Book Review: Get “Furiously Happy” with Jenny Lawson
“Furiously Happy: A Funny Book About Horrible Things,” is a book about Jenny Lawson’s life, living with mental illness. Often conversations about mental illness are serious and sad, but rarely hilarious and poignant at the same time. “Furiously Happy” is hilarious, heart wrenchingly real, and heartwarmingly hopeful.
Personally, this book was important to me because in it I heard our family. I am fairly certain that I just found the family living a parallel life in a different part of the mutiverse from my family. Jenny’s description of self-harm, anxiety, depression, and the hilarious way her brain makes her act felt much like me. Her daughters’ sweet interactions with Jenny- being proud of her making a new friend and watching Dr. Who together when Jenny needs a break- sounds just like me and my son. The juxtaposition of her logical husband, Victor, and the emotionally empathetic Jenny, is just like me and my husband.
There are a few things that are unique about "Furiously Happy."
First, it is hilarious and you don’t find that very often in books about mental illness.
Second, it is not obviously about mental illness- anyone could read this book and be thoroughly entertained and inspired.
Third, it subtly teaches important messages about stigma, the difficulties of treatment, and the dynamics of a family navigating living with someone with mental illness, within great stories that you can’t put down.
This is one of those books you will stay up all night to read. (My husband says staying up all night reading might be insomnia or a bit of mania, but I disagree.)
Books like this are importan to those of us living with mental illness because we often feel like we are alone. We feel alone because stigma prevents us from sharing our story and if we can not share our stories, we never hear the stories of other people like us. We feel like we are the only ones living with mental illness.
Ms. Lawson’s book is also important for our loved ones to read. Not only did seeing another couple like us makes us feel less alone, it helped Jeff and I understand each other better. For example, this could have been us: “Victor and I have different ideas about what we should do in our spare time. In my spare time I like to stare at shit. I mean, not literally. I like to stare at the TV, or the internet, or a book, or cat videos. There’s a lot of sitting very still and not moving involved… In Victor’s Type A world there should be no spare time.” My husband, Jeff, also does not believe in spare time and can't figure out how I can just stare at stuff all day. He also does not understand my 43,338 unread emails, but I think he had more compassion for me when he read that Jenny also has thousands of unread emails.
(FYI to Jenny Lawson: While I was writing this, the 15-20 tabs I leave open on my browser and the six different documents I had open crashed my computer and I lost the last half of this review. But, you say that you cut out 50% of what you write, so I guess my computer did that for me. )
“Furiously Happy” is all about how Ms. Lawson lives a good life while living with mental illness. This book will help decrease the stigma against people with mental illness and increase understanding and compassion.
I will end my review with a few of my favorite quotes from the book:
“I don’t know what’s up the ass of the universe lately but I’ve HAD IT. I AM GOING TO BE FURIOUSLY HAPPY, OUT OF SHEER SPITE.”
“My new mantra was ‘Decorum is highly overrated and probably causes cancer.’”
“Antipsychotic. I dare you to find a drug that will freak people out more when they’re rifle through your medicine cabinet during parties.”
“At this point Victor may have screamed, ‘YOU CANNOT HAVE ANY MORE CATS. I’M THE ONE THAT HAS TO CLEAN UP AFTER THEM AND I’LL BE DAMNED IF I’M GOING TO SCOOP THE PRESIDENT’S [possible new cat] SHIT TOO.’”
- My husband made me stop taking in more rabbits after our fifth bunny, Lando Bunrissian.
“In the end, Victor and I both want the same thing- for me to get my shit together. That’s where we find the common ground.”
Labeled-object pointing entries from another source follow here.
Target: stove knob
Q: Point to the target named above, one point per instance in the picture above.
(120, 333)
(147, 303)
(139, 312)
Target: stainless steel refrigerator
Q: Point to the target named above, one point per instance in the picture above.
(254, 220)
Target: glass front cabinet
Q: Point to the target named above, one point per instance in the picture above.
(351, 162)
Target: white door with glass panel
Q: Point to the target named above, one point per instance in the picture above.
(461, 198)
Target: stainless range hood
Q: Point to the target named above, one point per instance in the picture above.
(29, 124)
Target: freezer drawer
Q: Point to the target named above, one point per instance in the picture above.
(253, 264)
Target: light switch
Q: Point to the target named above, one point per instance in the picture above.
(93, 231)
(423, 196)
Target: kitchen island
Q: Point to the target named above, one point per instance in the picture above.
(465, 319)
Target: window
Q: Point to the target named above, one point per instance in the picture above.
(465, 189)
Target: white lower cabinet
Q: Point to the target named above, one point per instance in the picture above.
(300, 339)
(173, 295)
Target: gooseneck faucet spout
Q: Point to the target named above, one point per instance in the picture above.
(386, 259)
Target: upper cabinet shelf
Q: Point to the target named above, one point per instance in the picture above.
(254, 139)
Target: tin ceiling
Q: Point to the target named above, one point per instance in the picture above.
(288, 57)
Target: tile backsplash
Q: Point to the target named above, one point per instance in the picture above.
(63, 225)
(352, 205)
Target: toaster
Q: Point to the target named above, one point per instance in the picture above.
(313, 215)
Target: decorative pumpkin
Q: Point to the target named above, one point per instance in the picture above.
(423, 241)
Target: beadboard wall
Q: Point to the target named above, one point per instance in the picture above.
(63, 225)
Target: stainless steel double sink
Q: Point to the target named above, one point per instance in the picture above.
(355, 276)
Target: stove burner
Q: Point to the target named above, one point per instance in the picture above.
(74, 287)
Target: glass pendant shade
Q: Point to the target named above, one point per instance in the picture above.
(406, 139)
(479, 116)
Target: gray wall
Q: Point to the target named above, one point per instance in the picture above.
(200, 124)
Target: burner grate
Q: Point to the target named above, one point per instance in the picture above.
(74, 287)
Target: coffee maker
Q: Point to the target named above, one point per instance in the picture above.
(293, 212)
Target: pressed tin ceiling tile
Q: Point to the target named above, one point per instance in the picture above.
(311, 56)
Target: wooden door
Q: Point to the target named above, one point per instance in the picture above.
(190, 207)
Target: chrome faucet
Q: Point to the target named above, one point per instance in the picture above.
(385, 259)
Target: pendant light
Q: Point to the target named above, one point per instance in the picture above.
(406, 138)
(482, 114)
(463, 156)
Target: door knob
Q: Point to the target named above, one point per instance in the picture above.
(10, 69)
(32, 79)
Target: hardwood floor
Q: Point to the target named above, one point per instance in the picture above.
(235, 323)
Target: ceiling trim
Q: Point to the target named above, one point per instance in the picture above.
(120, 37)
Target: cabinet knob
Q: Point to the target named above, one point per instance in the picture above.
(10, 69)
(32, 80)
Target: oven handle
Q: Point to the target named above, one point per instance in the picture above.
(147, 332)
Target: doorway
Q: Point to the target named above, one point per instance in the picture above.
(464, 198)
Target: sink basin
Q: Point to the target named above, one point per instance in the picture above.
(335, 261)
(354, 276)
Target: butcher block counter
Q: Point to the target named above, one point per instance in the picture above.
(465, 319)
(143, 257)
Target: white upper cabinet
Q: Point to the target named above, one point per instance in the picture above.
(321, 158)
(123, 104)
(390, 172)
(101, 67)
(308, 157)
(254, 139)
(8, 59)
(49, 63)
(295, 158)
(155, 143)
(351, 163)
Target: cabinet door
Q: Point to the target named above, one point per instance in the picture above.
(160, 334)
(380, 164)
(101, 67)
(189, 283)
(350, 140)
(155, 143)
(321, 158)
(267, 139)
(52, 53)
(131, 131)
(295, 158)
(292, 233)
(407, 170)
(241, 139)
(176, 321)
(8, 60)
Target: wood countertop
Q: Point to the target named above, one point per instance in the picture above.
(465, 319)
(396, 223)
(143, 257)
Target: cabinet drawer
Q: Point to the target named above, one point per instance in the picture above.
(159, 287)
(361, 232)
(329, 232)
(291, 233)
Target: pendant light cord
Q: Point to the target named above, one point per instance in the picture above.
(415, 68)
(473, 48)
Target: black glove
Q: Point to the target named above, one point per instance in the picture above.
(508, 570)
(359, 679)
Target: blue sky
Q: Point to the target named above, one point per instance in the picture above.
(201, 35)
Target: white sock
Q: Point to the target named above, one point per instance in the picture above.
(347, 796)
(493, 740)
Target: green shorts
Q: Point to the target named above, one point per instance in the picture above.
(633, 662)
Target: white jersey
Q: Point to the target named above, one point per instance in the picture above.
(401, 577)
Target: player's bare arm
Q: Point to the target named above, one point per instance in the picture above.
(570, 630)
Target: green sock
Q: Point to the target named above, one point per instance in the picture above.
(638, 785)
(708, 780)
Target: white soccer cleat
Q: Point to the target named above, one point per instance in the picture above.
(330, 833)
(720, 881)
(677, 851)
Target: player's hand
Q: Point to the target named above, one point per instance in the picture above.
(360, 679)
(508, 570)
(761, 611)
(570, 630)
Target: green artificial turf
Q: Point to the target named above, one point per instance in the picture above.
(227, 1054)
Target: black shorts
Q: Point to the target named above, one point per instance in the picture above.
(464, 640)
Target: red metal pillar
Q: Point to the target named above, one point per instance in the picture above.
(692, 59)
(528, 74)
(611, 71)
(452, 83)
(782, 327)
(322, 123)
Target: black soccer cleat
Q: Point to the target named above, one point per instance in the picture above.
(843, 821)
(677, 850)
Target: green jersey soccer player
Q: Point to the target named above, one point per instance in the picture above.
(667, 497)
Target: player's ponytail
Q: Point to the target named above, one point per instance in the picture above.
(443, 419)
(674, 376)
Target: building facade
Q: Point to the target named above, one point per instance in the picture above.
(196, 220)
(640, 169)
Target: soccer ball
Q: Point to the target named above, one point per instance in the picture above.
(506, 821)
“I remind myself that I’m lucky to be able to feel such great sorrow, and also such great happiness.”
“Psychiatrists are always changing shit, so even they don’t know exactly what’s going on.”
This quote proves that Victor knows my husband, but we just don’t know it yet : “Last month, as Victor drove me home so I could rest, I told him that sometimes I felt like his life would be easier without me. He paused a moment in thought and then said, “It might be easier. But it wouldn’t be better.”